The Interborough Express, a proposed commuter rail route from Bay Ridge, Brooklyn to Roosevelt Avenue in Jackson Heights, will be constructed for light rail, according to documents released last week in coordination with Gov. Hochul’s State of the State address.
The aim of the 14-mile proposed route is to link Queens and Brooklyn residents with up to 17 subway lines and a number of Long Island Rail Road connections in order to reduce travel times.
The service would run in an existing right of way that carries freight rail and would have an estimated cost of $5.5 billion. Hochul, in the 275-page booklet accompanying her address, said her office and the Metropolitan Transportation Authority will complete environmental studies in “the coming months” with the aim of adding it to the MTA’s next five-year capital plan.
“I am committed to making our transit more accessible, affordable, and safe,” Hochul said in a Jan. 10 press release. “These actions will build on our successes and broaden access to transit resources for New Yorkers.”
“Moving forward with Light Rail for the Interborough Express means better access to jobs, education and economic opportunities for some 900,000 New Yorkers in Queens and Brooklyn,” said MTA Chairman and CEO Janno Lieber.
The project would include several new connections in neighborhoods that currently lack efficient connections to each other, and in some cases, to Manhattan.
Queens station sites considered in the planning study include Ridgewood, Middle Village, Maspeth, Elmhurst and Jackson Heights, the latter just three blocks west of the 74th Street-Broadway subway and bus hub on Roosevelt Avenue.
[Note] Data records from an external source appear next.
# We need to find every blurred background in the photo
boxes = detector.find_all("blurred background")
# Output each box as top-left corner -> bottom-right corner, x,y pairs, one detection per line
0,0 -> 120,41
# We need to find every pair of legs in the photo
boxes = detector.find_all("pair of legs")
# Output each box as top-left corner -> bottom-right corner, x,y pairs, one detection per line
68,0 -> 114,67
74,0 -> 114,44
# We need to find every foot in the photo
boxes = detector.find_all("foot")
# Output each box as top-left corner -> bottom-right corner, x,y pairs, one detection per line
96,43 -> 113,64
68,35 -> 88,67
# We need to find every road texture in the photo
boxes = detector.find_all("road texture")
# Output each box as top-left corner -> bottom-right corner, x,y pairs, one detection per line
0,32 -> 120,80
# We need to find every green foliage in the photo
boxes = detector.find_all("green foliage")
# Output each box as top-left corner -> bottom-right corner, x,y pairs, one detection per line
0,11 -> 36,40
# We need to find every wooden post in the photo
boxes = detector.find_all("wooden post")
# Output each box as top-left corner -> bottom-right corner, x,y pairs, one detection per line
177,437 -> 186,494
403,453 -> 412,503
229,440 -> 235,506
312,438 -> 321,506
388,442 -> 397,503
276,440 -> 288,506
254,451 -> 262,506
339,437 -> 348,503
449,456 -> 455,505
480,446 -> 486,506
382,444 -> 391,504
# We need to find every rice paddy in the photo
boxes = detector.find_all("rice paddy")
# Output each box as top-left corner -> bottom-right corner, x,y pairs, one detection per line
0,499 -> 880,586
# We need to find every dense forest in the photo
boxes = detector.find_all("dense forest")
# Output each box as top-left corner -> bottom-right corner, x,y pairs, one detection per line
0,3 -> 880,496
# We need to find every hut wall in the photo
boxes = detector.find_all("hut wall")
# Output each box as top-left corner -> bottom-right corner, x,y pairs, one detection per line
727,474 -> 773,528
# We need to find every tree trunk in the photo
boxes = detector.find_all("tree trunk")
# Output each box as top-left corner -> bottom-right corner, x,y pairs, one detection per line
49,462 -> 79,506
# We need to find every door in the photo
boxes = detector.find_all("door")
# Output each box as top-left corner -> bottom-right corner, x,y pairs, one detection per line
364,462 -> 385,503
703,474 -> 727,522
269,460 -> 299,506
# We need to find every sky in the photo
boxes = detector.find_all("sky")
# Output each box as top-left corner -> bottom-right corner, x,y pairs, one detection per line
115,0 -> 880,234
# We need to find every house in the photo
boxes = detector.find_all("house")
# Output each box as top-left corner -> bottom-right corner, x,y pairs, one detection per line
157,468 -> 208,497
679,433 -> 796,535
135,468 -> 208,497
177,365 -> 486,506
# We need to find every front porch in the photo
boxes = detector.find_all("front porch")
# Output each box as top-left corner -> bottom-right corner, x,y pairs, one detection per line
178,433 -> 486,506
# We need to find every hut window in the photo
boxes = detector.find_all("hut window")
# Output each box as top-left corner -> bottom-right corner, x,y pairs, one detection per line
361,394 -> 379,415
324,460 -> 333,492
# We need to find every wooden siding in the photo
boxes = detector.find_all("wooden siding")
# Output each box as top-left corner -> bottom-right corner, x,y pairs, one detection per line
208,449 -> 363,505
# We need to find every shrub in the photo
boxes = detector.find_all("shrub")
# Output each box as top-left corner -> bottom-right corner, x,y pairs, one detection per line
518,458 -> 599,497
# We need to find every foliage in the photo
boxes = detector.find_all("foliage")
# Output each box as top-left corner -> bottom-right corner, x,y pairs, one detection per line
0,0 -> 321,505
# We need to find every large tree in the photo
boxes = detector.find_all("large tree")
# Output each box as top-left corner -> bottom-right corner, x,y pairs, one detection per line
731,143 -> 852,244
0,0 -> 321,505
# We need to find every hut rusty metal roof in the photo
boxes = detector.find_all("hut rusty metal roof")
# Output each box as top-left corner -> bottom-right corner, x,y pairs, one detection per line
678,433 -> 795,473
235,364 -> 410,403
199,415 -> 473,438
Seventeen subway lines would be connected to the route, including the 2, 3, 5, 7, A, B, C, D, E, F, J, L, M, N, Q, R and Z lines. Service to and from Brooklyn would include stations in Bay Ridge, Sunset Park, Borough Park, Kensington, Midwood, Flatbush, Flatlands, New Lots, Brownsville, East New York and Bushwick.
On page 224 of the SOS booklet, Hochul’s office said the engineering analysis outlined in the planning study strongly supports light rail over other considered options including buses and conventional passenger trains because of the lowest cost per estimated rider.
In a related press release, the Governor’s Office said other factors supporting the light rail option include:
• capacity and speed, with trains capable of carrying 360 people combining light rail’s quick acceleration and short dwell times to make it the fastest of the three options;
• the ability to build and operate light rail equipment and infrastructure within the existing railroad right-of-way through 96 percent of the corridor; and
• the ability to run on streets for short distances, allowing the MTA to avoid construction of a complex and costly tunnel at pinch points.
Federal regulations would require physical separation of the freight tracks and the light rail infrastructure.
The planning study indicates up to 115,000 daily weekday riders would use the 14-mile line with approximately 34.6 million riders annually. Travel times between Brooklyn and Queens could be reduced by up to 30 minutes each way, depending on travel distance.
The MTA held town hall meetings last year and said it received more than 700 comments on its website over a six-month period. The agency said public outreach will continue as the project progresses.